Our kids went to a wonderful Spanish-immersion school and there was a little extra time built in before they started suggesting interventions simply because the students learn to read first in a language that is not their first language. But it was clear that he was “behind” by the time second grade was drawing to a close — The Other Children were reading well in Spanish, and some of them quite well in English, too. The school recommended summer school, a reading program, and a Spanish tutor for the summer.
I calmly asked if anyone was concerned that there was a learning difference/disability that needed to be addressed. They didn’t think so. I called a reading specialist and wise mother and told her of the school’s recommendations. And then I told her that our collective parenting gut was telling us to decline any programming whatsoever in favor of simply reading good books together all summer.
She was silent on the phone for several seconds. And then she whispered (whispered!) that she thought this was a wonderful idea. I’d been a storytime reader in her classroom before and she said she wondered if #1 Son wasn’t reading simply because he couldn’t read like I read quite yet — with all the inflection, voices, and fun. She said it was obvious to her that stories were very much alive for him, and when you’re being asked to read those very early books in which each word is not longer than four letters and most of them rhyme [Mat sat on the cat.]…well, it’s harder to make them come alive.

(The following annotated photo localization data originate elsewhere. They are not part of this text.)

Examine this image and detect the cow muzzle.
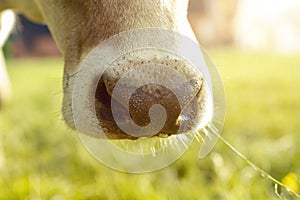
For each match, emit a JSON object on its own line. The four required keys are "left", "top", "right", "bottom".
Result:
{"left": 95, "top": 49, "right": 212, "bottom": 139}
{"left": 72, "top": 28, "right": 214, "bottom": 140}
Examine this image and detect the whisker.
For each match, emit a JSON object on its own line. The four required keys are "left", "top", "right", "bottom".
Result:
{"left": 195, "top": 131, "right": 204, "bottom": 143}
{"left": 200, "top": 122, "right": 300, "bottom": 199}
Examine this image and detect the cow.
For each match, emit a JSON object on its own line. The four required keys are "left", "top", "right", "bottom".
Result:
{"left": 0, "top": 0, "right": 213, "bottom": 141}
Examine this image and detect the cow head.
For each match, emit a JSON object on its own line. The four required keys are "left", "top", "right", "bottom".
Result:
{"left": 2, "top": 0, "right": 213, "bottom": 139}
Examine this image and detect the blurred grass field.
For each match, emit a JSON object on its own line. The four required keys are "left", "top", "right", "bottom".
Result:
{"left": 0, "top": 49, "right": 300, "bottom": 199}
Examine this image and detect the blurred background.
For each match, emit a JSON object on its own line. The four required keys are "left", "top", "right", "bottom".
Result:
{"left": 0, "top": 0, "right": 300, "bottom": 199}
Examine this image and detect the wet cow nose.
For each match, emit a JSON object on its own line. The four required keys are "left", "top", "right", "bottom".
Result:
{"left": 127, "top": 83, "right": 182, "bottom": 132}
{"left": 95, "top": 75, "right": 205, "bottom": 139}
{"left": 94, "top": 50, "right": 209, "bottom": 139}
{"left": 96, "top": 82, "right": 182, "bottom": 135}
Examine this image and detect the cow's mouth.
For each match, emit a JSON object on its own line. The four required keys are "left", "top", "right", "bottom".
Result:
{"left": 94, "top": 51, "right": 211, "bottom": 140}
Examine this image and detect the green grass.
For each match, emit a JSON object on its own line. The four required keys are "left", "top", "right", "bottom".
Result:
{"left": 0, "top": 49, "right": 300, "bottom": 199}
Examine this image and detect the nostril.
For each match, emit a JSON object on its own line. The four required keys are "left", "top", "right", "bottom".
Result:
{"left": 95, "top": 81, "right": 114, "bottom": 122}
{"left": 95, "top": 81, "right": 110, "bottom": 107}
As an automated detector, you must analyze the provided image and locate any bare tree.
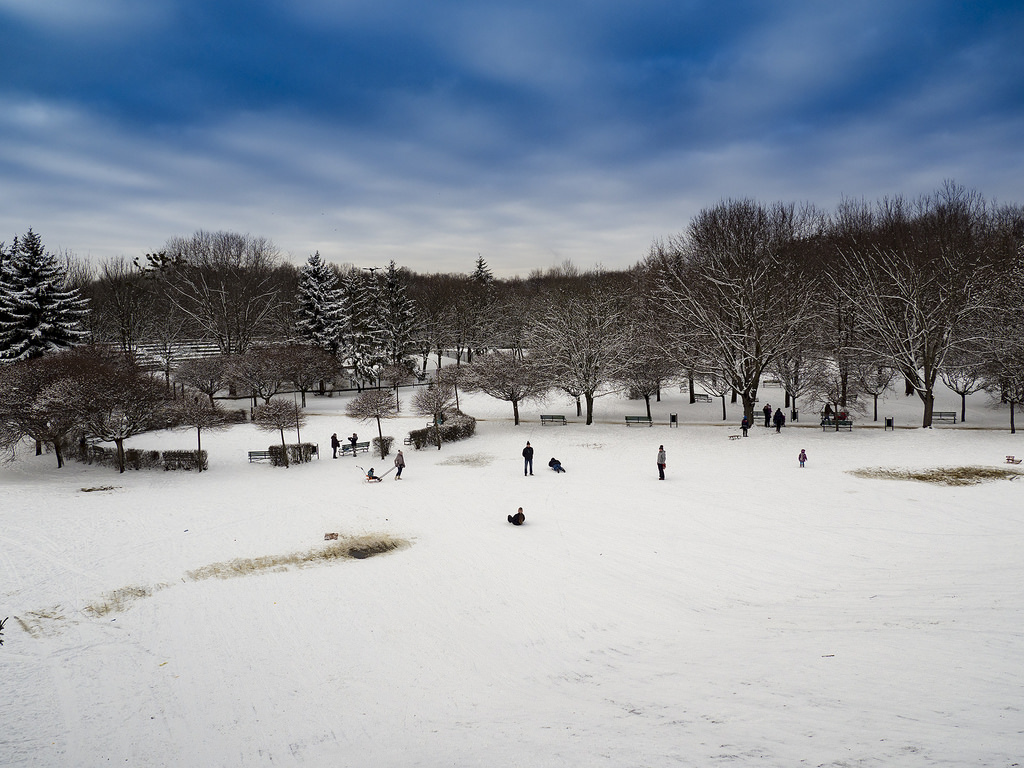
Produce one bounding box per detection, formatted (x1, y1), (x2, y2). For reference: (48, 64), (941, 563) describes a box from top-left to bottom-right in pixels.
(0, 350), (93, 467)
(463, 352), (547, 425)
(346, 388), (397, 459)
(230, 347), (289, 405)
(850, 358), (897, 423)
(253, 400), (307, 467)
(162, 231), (282, 355)
(279, 345), (339, 407)
(64, 352), (169, 473)
(168, 395), (231, 471)
(92, 256), (153, 362)
(175, 355), (231, 406)
(412, 381), (457, 449)
(653, 200), (820, 426)
(530, 289), (632, 425)
(837, 186), (992, 427)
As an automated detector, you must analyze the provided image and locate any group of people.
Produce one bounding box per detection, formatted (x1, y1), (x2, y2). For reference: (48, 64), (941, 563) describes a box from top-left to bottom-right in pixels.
(330, 432), (360, 458)
(521, 441), (565, 475)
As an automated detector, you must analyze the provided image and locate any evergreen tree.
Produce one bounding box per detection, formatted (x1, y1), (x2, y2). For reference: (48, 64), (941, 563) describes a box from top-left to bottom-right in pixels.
(471, 254), (494, 287)
(378, 260), (417, 370)
(294, 252), (344, 354)
(341, 268), (387, 386)
(0, 229), (90, 362)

“Take the summer and read!” she whispered, as if she was telling me a secret that reading specialists don’t impart to the masses. “Read the very best books you can find and read your very best. See where he is in the fall.”
And so we did — we read all summer long. We read The Sword in the Stone and The Mouse and The Motorcycle. We read Peter and the Star Catchers and Stuart Little. We listened to Harry Potter and the Sorcerer’s Stone in the car on vacation and read Swallows and Amazons in the tent while camping. We went to the library every Friday and then on a picnic where we read stacks of picture books (his sister was two!) while we ate our PB&J. We visited our local kids’ bookstore with regularity and took our new books down to the lake and I read while they fed the ducks. I did not ask him to read “the next paragraph” or to sound out a word here and there. I just read — until I was hoarse, sometimes, I read.
At the end of the summer, we went to meet #1 Son’s third grade teacher. She was a no-nonsense grandmother and she got his number immediately. I loved her just as immediately. She took away the Clifford El Gran Perro Colorado picture books and handed him Harry Potter y la piedra filosofal. And he opened that thick novel and started reading — just like that.
It was a wonderful summer. She was a wonderful teacher. #1 Son is A Wonderful Reader (in two languages!), and he always was. He just didn’t “perform” until he was good and ready. (He still resists performing.)
I told the worried mother our story. She nodded smartly. “That’s what we’re going to do,” she said. “If there’s actually a reading problem that needs to be addressed, we’ll address it, but I just don’t think we know that when he’s just six.” I wished them well and shared a booklist.
I envy the summer ahead of them. The Reading Summer was one of the best parenting decisions we ever made, I think. I hope it turns out as well for them.